Trade unions and social movements have meanwhile organized several important protests, which, for the moment, have contained and channeled these tensions, avoiding an eruption.

By late September, these movements converged in national-scale protests. In recent weeks, social organizations led gatherings outside different government headquarters and backed hardline trade-union sectors in strikes and other actions on September 24. They were also participants in the general strike of September 25.

Just being in power can assure you as much as a third of all votes.

This is President Macri's fourth general strike, and the second in three months. The question is, if — or when — social protests will spill over. In the 72 hours between August 31 and September 3, for example, there were 21 reported lootings or attempted lootings in seven provinces, leading to 160 arrests. One teenager was killed in Sáenz Peña in northern Argentina. These are alarms on social protests coming out of the "structures."

Politics has its own calendar. One may assume that Cambiemos, the presidential party, will be a competitive option in next year's election. Just being in power can ensure as much as a third of all votes, even in adverse conditions. That could take the party to a second round.

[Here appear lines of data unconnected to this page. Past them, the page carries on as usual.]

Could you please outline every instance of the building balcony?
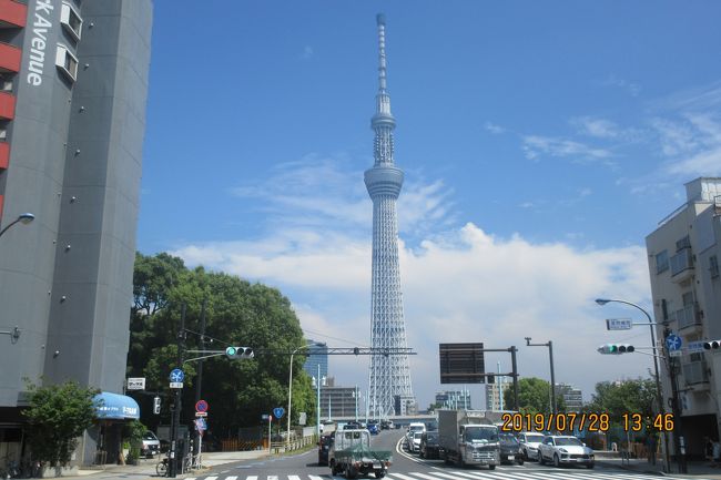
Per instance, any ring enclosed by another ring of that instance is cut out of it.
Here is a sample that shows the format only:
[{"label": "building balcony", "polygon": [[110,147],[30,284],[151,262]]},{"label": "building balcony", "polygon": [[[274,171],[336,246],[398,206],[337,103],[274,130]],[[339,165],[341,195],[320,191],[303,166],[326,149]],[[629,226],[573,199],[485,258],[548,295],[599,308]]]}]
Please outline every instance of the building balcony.
[{"label": "building balcony", "polygon": [[709,381],[709,368],[705,361],[691,361],[681,365],[681,371],[687,385],[704,384]]},{"label": "building balcony", "polygon": [[0,142],[0,170],[7,170],[10,163],[10,144]]},{"label": "building balcony", "polygon": [[0,92],[0,120],[12,120],[16,118],[16,95],[8,92]]},{"label": "building balcony", "polygon": [[691,248],[683,248],[671,257],[671,278],[682,282],[693,274],[693,255]]},{"label": "building balcony", "polygon": [[0,0],[0,29],[21,29],[27,19],[27,4],[14,0]]},{"label": "building balcony", "polygon": [[10,43],[0,42],[0,72],[18,73],[22,50]]},{"label": "building balcony", "polygon": [[673,316],[678,323],[679,330],[681,328],[701,326],[701,315],[697,304],[687,305],[681,310],[676,310]]}]

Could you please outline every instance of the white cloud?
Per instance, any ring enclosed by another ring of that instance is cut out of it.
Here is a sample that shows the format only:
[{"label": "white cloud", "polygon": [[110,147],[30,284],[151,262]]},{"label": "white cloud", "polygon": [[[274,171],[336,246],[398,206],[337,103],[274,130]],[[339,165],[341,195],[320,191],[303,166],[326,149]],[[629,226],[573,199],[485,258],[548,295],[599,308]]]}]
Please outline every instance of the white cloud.
[{"label": "white cloud", "polygon": [[[336,346],[369,341],[370,238],[294,229],[254,244],[213,243],[173,253],[190,265],[202,262],[290,293],[308,337],[335,338],[328,344]],[[519,235],[498,238],[469,223],[424,239],[419,248],[400,242],[400,266],[408,345],[418,354],[412,357],[414,385],[425,405],[440,389],[438,343],[516,345],[521,375],[547,378],[547,353],[521,346],[527,336],[552,339],[558,381],[586,391],[596,381],[642,375],[648,367],[629,361],[609,371],[607,359],[595,353],[612,338],[592,299],[622,293],[643,302],[648,296],[641,246],[581,252],[561,243],[532,244]],[[498,360],[509,369],[508,358]],[[331,370],[347,385],[367,381],[365,360],[333,357]]]},{"label": "white cloud", "polygon": [[609,75],[605,81],[601,82],[601,84],[606,86],[616,86],[621,90],[624,90],[631,96],[638,96],[641,93],[641,85],[639,83],[619,79],[616,75]]},{"label": "white cloud", "polygon": [[484,124],[484,129],[486,129],[486,131],[492,133],[494,135],[500,135],[501,133],[506,133],[506,129],[504,129],[500,125],[496,125],[492,122],[486,122]]},{"label": "white cloud", "polygon": [[619,126],[606,119],[598,119],[592,116],[578,116],[571,119],[573,125],[579,133],[597,139],[617,139],[620,135]]},{"label": "white cloud", "polygon": [[529,160],[536,160],[542,154],[559,159],[570,157],[573,162],[588,163],[605,161],[612,156],[608,150],[592,147],[567,139],[526,135],[522,137],[522,142],[524,152]]}]

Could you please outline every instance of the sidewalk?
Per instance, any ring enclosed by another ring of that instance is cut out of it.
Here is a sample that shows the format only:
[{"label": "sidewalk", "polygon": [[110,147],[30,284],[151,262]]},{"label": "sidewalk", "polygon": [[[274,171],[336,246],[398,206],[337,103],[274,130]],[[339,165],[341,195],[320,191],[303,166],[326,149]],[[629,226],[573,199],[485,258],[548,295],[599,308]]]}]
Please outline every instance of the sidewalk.
[{"label": "sidewalk", "polygon": [[[232,463],[242,460],[253,460],[267,457],[267,450],[251,451],[215,451],[203,453],[203,469],[193,472],[179,474],[177,478],[199,477],[206,474],[213,467],[224,463]],[[69,480],[110,480],[121,478],[145,479],[158,477],[155,466],[164,456],[156,456],[152,459],[141,459],[138,464],[108,464],[103,469],[80,469],[77,476],[63,476]],[[721,478],[721,477],[720,477]]]},{"label": "sidewalk", "polygon": [[654,466],[647,459],[621,460],[620,458],[596,459],[596,463],[605,467],[622,468],[630,471],[654,473],[658,476],[678,477],[678,478],[697,478],[709,480],[721,480],[721,464],[713,467],[709,461],[689,461],[687,463],[688,473],[678,473],[679,466],[671,462],[671,472],[663,473],[663,462],[657,462]]}]

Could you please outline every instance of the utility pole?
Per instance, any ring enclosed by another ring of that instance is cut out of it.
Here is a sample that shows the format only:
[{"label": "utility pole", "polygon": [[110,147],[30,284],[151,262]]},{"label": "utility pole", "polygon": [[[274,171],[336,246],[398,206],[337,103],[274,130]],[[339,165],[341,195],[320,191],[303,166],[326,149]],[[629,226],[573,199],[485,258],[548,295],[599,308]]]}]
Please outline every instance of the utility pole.
[{"label": "utility pole", "polygon": [[[185,348],[185,304],[181,307],[181,325],[177,330],[177,368],[183,367],[183,357]],[[175,401],[173,409],[173,417],[170,426],[170,466],[167,469],[169,477],[177,476],[177,463],[179,463],[179,452],[177,452],[177,431],[180,430],[180,412],[181,412],[181,397],[183,394],[182,388],[175,388]],[[181,462],[182,462],[182,452],[181,452]],[[182,464],[182,463],[181,463]]]},{"label": "utility pole", "polygon": [[530,337],[526,337],[527,347],[548,347],[548,356],[551,360],[551,413],[556,417],[556,375],[554,374],[554,343],[548,340],[546,344],[531,344]]},{"label": "utility pole", "polygon": [[[207,303],[207,298],[203,298],[203,304],[201,306],[201,350],[205,350],[205,304]],[[202,392],[202,385],[203,385],[203,359],[197,360],[197,378],[195,382],[195,404],[201,401],[201,392]],[[200,455],[200,446],[201,446],[201,431],[197,430],[197,435],[195,436],[195,447],[193,448],[193,451],[196,452],[196,455]],[[199,457],[200,461],[200,457]]]}]

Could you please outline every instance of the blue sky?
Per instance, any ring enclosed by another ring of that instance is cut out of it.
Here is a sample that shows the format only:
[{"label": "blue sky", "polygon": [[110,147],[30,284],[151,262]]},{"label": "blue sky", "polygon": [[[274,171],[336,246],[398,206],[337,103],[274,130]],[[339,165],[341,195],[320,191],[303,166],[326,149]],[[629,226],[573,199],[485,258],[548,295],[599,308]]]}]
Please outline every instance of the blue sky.
[{"label": "blue sky", "polygon": [[[138,248],[281,288],[309,337],[369,338],[375,14],[387,19],[414,388],[437,344],[517,345],[525,376],[643,374],[598,296],[650,307],[644,237],[721,175],[721,4],[155,1]],[[348,334],[353,331],[353,334]],[[487,357],[489,370],[496,361]],[[342,385],[365,365],[333,358]],[[474,389],[475,399],[479,390]]]}]

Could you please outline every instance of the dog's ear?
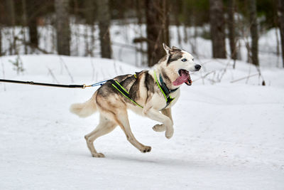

The last president, Cristina Fernández de Kirchner, will probably be running in spite of the half-dozen court cases she faces, perhaps heading a "personal" coalition, as she did in 2017. A third space may belong to anti-Kirchner: Peronism, the social-democratic movement from which Mrs. Kirchner emerged. It is already calling itself "federal" (though others qualify it as "rational") and presently leaderless and without a candidate. But it seems a valid alternative, with the economy working against Cambiemos and corruption tainting the Kirchner crowd.

A second round between Cambiemos and Kirchner's movement would favor the government, as anti-Kirchner Peronism could split between the two. But the government should be wary of a second round between itself and non-Kirchner Peronists. Kirchner herself could neutralize the benefits of an economic improvement for the government.

Yes indeed, the old dictum holds about the decisive connection between economic, social and political forces. We just have to wait until 2019 to see how it all plays out.